Meningkatnya angka pasien COVID-19 membuat sejumlah RS di Surabaya kelabakan karena stok plasma konvalesen yang kosong. Salah satu RS yang mengalami persoalan ini adalah RS Husada Utama (RSHU) Surabaya.

WowKeren - Plasma konvalesen saat ini tengah menjadi salah satu cara yang dilakukan oleh tim medis untuk merawat pasien positif COVID-19 di rumah sakit. Namun, banyaknya pasien membuat beberapa RS di Surabaya kelabakan karena stok plasma konvalesen kosong.

Salah satunya di RS Husada Utama (RSHU) Surabaya. Saat ini stok plasma konvalesen kosong. Hal ini dikatakan Dirut RSHU dr Didi D Dewanto SpOG. "Plasma konvalesen, kadang saat kita minta ke PMI, stok lagi kosong," katanya dilansir Detikcom, Selasa (26/1).

Meski begitu, terkadang stok plasma konvalesen juga ada. Hal tersebut tergantung dari pendonor penyintas COVID-19, maupun persediaan dari PMI. "Kalau per hari kira-kira bisa membutuhkan 10 bag atau kantong untuk 5 pasien. Karena rata-rata tiap pasien butuh 2 kantong," jelasnya.

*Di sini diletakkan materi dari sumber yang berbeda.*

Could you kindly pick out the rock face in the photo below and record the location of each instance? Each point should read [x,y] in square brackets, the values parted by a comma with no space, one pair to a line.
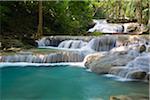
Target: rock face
[135,27]
[103,26]
[74,44]
[129,97]
[137,75]
[92,57]
[104,43]
[50,58]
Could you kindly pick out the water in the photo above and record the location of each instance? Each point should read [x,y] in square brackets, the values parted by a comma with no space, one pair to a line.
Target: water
[62,82]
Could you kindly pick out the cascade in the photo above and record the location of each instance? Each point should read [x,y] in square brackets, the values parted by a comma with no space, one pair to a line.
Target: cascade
[104,43]
[134,69]
[103,26]
[50,58]
[74,44]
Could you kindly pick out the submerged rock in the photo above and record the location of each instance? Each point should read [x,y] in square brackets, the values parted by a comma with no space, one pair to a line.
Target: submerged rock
[129,97]
[74,44]
[137,74]
[92,57]
[142,48]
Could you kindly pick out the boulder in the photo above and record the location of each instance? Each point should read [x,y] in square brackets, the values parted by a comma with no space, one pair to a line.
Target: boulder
[147,76]
[130,97]
[92,57]
[137,75]
[142,48]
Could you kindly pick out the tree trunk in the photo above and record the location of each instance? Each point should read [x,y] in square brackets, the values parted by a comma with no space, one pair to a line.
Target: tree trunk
[139,11]
[40,24]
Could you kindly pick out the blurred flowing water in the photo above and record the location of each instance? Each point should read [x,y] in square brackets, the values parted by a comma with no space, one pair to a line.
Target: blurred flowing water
[62,82]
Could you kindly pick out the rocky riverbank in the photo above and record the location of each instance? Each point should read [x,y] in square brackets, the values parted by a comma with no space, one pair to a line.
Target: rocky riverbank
[126,56]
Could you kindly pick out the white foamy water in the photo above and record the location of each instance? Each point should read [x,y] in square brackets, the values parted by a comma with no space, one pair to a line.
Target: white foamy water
[24,64]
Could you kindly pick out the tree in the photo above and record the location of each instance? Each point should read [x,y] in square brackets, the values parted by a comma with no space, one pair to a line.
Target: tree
[139,11]
[40,24]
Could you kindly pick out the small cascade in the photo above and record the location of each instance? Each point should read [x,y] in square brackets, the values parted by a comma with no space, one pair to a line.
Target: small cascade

Ia pun meminta agar para penyintas COVID-19 agar bersedia mendonorkan plasma konvalesennya. Sebab, hal tersebut bisa membantu pasien yang dirawat di RS.

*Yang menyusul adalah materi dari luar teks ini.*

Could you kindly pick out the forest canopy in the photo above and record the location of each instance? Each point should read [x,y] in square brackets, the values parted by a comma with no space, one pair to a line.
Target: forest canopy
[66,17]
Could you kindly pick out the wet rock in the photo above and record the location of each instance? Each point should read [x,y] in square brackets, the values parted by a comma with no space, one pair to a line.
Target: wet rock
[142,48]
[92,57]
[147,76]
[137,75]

Sementara di RS Royal Surabaya stok plasma konvalesen masih terpenuhi. Pihaknya juga selalu mengajukan permintaan plasma konvalesen ke PMI Surabaya. "Saat ini stok plasma konvalesen kami masih terpenuhi," ujar Jubir COVID-19 RS Royal dr Dewa Nyoman Sutanaya.?

Per harinya, RS Royal hanya membutuhkan untuk satu pasien. Hingga sejauh ini juga tidak mengalami kekosongan stok darah plasma konvalesen. Kondisi yang sama juga dialami RSI Jemursari. Stok darah plasma konvalesen justru banyak. "Terpenuhi, banyak dan tersedia," kata Wakil Direktur Layanan Medis dan Keperawatan RSI Jemursari, dr Dyah Yuniati SpS.

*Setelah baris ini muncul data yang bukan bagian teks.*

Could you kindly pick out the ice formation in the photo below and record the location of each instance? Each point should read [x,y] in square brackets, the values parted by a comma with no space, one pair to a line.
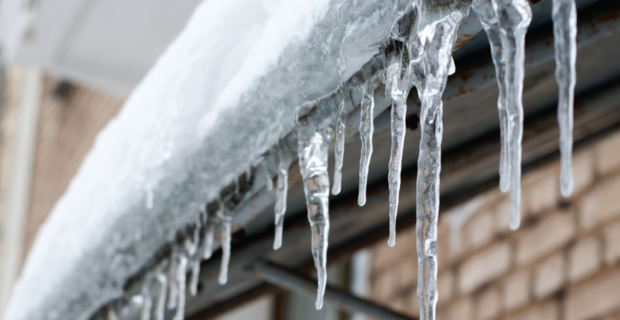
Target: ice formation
[565,40]
[285,159]
[147,304]
[313,147]
[160,307]
[366,132]
[266,47]
[344,107]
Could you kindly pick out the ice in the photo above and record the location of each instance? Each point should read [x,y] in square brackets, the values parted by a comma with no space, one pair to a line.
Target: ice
[506,23]
[147,304]
[344,108]
[160,307]
[220,97]
[173,283]
[180,282]
[397,87]
[313,146]
[565,41]
[226,220]
[430,53]
[366,133]
[285,159]
[490,23]
[195,267]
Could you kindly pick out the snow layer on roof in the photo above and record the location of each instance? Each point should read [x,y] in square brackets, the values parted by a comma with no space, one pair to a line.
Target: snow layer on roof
[222,94]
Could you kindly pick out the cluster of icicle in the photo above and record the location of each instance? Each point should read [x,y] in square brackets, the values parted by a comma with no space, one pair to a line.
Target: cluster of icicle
[165,287]
[424,36]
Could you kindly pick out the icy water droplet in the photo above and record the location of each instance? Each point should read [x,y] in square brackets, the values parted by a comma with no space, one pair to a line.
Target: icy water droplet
[193,287]
[180,280]
[343,111]
[398,89]
[565,41]
[173,292]
[147,303]
[226,226]
[430,50]
[285,159]
[160,307]
[312,150]
[366,134]
[507,39]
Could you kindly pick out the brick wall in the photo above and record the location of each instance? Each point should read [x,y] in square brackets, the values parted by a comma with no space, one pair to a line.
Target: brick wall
[68,126]
[563,263]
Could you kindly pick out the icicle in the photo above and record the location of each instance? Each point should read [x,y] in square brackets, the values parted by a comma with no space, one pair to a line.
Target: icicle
[112,314]
[344,108]
[160,308]
[506,23]
[284,162]
[490,23]
[225,240]
[268,178]
[366,134]
[339,147]
[193,286]
[398,90]
[209,241]
[565,38]
[172,275]
[180,280]
[430,48]
[147,303]
[515,19]
[312,151]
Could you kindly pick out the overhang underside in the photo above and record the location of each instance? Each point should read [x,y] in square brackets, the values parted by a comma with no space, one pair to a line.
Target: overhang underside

Sementara itu, Wakil Gubernur Jawa Timur (Jatim) Emil Elistianto Dardak telah memperingatkan adanya kenaikan 3 kali lipat kasus COVID-19 sejak November hingga Januari 2021. "Sejak 19 November 2021, kasus agregat se-Jatim yang kisaran 3 ratusan itu tiba-tiba naik hingga menjelang akhir tahun naik kisaran 8 ratusan. Hingga saat ini angka penambahannya sembilan ratus hingga seribu kasus," ujarnya, Senin (25/1).